To address representation shift caused by distribution mismatch across multi-source time series data in foundation model pretraining, this paper proposes Prototype-guided Dynamic Normalization (ProtoNorm). ProtoNorm models data distribution priors as learnable prototypes and adaptively selects normalization paths based on sample-prototype similarity, enabling fine-grained distribution alignment. Seamlessly integrated into Transformer architectures via a single-line code replacement, ProtoNorm combines prototype learning, conditional normalization, and multi-task contrastive pretraining. Evaluated on multiple time series classification and forecasting benchmarks, the resulting model significantly outperforms standard pretraining baselines, achieving an average 12.7% improvement in downstream task performance. The approach demonstrates strong robustness and generalization across heterogeneous time series domains, offering both architectural simplicity and computational efficiency without sacrificing expressiveness.

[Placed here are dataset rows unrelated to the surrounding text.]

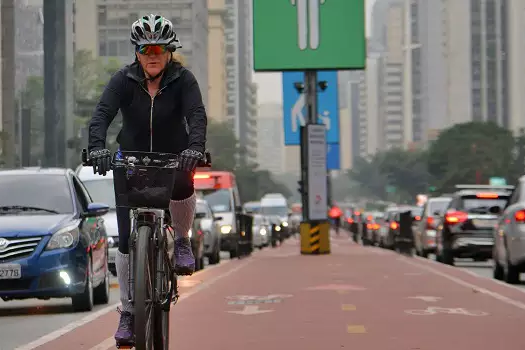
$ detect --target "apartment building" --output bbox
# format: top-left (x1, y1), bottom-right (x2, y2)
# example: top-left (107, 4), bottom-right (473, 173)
top-left (207, 0), bottom-right (228, 122)
top-left (225, 0), bottom-right (257, 163)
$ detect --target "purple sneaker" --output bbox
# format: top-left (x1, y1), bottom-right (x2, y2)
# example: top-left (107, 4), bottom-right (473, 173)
top-left (173, 237), bottom-right (195, 276)
top-left (115, 310), bottom-right (135, 345)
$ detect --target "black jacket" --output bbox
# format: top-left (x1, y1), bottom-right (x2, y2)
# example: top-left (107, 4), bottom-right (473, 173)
top-left (88, 62), bottom-right (207, 153)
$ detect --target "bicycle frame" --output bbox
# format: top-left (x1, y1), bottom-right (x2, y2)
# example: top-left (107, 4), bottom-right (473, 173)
top-left (128, 208), bottom-right (179, 312)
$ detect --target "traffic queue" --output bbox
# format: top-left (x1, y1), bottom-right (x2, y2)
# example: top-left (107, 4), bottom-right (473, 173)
top-left (330, 183), bottom-right (525, 284)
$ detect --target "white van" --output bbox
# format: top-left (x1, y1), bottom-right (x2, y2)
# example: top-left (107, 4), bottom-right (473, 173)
top-left (260, 193), bottom-right (288, 230)
top-left (76, 165), bottom-right (118, 276)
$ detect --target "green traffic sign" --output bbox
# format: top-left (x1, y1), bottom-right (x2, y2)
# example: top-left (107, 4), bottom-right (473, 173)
top-left (489, 177), bottom-right (507, 186)
top-left (253, 0), bottom-right (366, 71)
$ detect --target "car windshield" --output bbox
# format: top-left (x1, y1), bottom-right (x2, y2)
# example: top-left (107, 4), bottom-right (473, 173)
top-left (200, 189), bottom-right (232, 213)
top-left (0, 174), bottom-right (74, 215)
top-left (462, 197), bottom-right (508, 213)
top-left (261, 206), bottom-right (288, 216)
top-left (82, 179), bottom-right (116, 209)
top-left (195, 203), bottom-right (208, 215)
top-left (427, 198), bottom-right (450, 215)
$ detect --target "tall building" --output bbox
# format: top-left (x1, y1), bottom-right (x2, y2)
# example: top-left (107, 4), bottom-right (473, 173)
top-left (257, 103), bottom-right (285, 174)
top-left (75, 0), bottom-right (208, 106)
top-left (226, 0), bottom-right (257, 162)
top-left (207, 0), bottom-right (228, 121)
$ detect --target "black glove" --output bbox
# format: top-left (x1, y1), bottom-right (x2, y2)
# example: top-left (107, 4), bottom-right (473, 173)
top-left (89, 149), bottom-right (111, 176)
top-left (180, 149), bottom-right (204, 172)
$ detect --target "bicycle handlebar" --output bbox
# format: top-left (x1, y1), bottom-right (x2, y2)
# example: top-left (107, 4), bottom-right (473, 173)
top-left (82, 148), bottom-right (211, 169)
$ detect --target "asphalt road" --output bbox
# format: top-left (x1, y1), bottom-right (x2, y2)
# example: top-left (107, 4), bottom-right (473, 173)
top-left (0, 252), bottom-right (229, 350)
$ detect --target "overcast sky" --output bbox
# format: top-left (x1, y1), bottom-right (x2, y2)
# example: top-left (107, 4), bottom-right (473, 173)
top-left (254, 0), bottom-right (376, 103)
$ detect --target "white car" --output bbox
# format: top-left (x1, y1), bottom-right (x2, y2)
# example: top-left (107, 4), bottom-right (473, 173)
top-left (76, 166), bottom-right (118, 276)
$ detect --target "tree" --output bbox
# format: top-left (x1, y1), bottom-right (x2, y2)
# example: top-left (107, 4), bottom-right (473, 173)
top-left (428, 122), bottom-right (515, 191)
top-left (207, 120), bottom-right (291, 202)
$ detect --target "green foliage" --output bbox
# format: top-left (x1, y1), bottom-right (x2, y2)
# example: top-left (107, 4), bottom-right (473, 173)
top-left (206, 120), bottom-right (291, 202)
top-left (348, 122), bottom-right (525, 202)
top-left (428, 122), bottom-right (521, 191)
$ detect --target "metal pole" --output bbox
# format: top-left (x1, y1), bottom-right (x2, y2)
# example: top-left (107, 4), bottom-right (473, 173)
top-left (0, 0), bottom-right (16, 168)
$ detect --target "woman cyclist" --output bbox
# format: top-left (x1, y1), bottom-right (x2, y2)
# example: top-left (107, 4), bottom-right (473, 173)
top-left (88, 14), bottom-right (207, 344)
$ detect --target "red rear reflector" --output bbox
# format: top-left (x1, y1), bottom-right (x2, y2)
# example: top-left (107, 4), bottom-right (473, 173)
top-left (445, 211), bottom-right (468, 224)
top-left (514, 210), bottom-right (525, 222)
top-left (476, 193), bottom-right (499, 199)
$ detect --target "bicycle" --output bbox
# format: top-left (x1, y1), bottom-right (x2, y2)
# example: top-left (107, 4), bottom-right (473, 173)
top-left (82, 149), bottom-right (211, 350)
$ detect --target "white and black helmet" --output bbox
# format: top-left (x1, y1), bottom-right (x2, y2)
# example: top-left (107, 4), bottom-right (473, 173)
top-left (130, 14), bottom-right (182, 51)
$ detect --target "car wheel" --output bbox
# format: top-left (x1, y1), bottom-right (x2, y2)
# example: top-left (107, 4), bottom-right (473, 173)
top-left (72, 259), bottom-right (94, 311)
top-left (93, 254), bottom-right (109, 304)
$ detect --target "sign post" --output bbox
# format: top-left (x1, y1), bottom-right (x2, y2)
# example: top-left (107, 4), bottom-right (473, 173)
top-left (253, 0), bottom-right (366, 254)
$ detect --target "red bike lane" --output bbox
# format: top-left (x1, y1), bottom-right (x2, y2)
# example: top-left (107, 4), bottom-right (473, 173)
top-left (29, 237), bottom-right (525, 350)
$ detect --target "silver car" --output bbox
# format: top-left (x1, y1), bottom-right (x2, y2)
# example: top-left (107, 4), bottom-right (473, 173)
top-left (252, 214), bottom-right (271, 249)
top-left (492, 176), bottom-right (525, 284)
top-left (195, 199), bottom-right (222, 265)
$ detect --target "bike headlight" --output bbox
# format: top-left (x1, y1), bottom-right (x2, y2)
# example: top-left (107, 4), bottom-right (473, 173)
top-left (46, 224), bottom-right (80, 250)
top-left (221, 225), bottom-right (232, 234)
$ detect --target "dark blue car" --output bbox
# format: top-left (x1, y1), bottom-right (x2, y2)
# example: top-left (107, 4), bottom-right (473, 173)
top-left (0, 168), bottom-right (109, 311)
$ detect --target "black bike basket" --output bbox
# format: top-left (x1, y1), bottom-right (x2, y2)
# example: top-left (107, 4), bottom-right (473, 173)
top-left (113, 152), bottom-right (176, 209)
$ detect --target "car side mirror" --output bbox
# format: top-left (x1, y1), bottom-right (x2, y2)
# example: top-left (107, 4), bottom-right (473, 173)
top-left (84, 203), bottom-right (109, 218)
top-left (489, 205), bottom-right (502, 214)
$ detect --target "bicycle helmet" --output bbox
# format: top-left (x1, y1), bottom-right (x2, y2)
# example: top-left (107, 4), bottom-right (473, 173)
top-left (130, 14), bottom-right (182, 52)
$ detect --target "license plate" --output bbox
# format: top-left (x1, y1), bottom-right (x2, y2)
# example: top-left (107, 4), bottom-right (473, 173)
top-left (472, 219), bottom-right (495, 228)
top-left (0, 264), bottom-right (22, 280)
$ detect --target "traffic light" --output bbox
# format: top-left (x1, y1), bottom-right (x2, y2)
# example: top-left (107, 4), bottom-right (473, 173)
top-left (297, 180), bottom-right (304, 196)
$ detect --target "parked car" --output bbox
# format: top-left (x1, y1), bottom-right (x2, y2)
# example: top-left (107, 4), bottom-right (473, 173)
top-left (195, 199), bottom-right (222, 265)
top-left (76, 165), bottom-right (118, 276)
top-left (414, 196), bottom-right (452, 258)
top-left (0, 168), bottom-right (109, 311)
top-left (492, 176), bottom-right (525, 284)
top-left (252, 214), bottom-right (272, 249)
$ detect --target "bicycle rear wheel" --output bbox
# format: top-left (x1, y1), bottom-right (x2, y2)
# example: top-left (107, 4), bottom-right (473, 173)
top-left (134, 226), bottom-right (155, 350)
top-left (154, 228), bottom-right (172, 350)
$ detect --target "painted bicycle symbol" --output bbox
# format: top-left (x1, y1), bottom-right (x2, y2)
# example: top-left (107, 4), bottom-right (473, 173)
top-left (226, 294), bottom-right (293, 301)
top-left (405, 306), bottom-right (488, 316)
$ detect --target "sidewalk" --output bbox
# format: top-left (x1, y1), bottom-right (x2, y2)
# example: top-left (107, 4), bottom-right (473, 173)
top-left (29, 231), bottom-right (525, 350)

Foundation models have achieved remarkable success across diverse machine-learning domains through large-scale pretraining on large, diverse datasets. However, pretraining on such datasets introduces significant challenges due to substantial mismatches in data distributions, a problem particularly pronounced with time series data. In this paper, we tackle this issue by proposing a domain-aware adaptive normalization strategy within the Transformer architecture. Specifically, we replace the traditional LayerNorm with a prototype-guided dynamic normalization mechanism (ProtoNorm), where learned prototypes encapsulate distinct data distributions, and sample-to-prototype affinity determines the appropriate normalization layer. This mechanism effectively captures the heterogeneity of time series characteristics, aligning pretrained representations with downstream tasks. Through comprehensive empirical evaluation, we demonstrate that our method significantly outperforms conventional pretraining techniques across both classification and forecasting tasks, while effectively mitigating the adverse effects of distribution shifts during pretraining. Incorporating ProtoNorm is as simple as replacing a single line of code. Extensive experiments on diverse real-world time series benchmarks validate the robustness and generalizability of our approach, advancing the development of more versatile time series foundation models.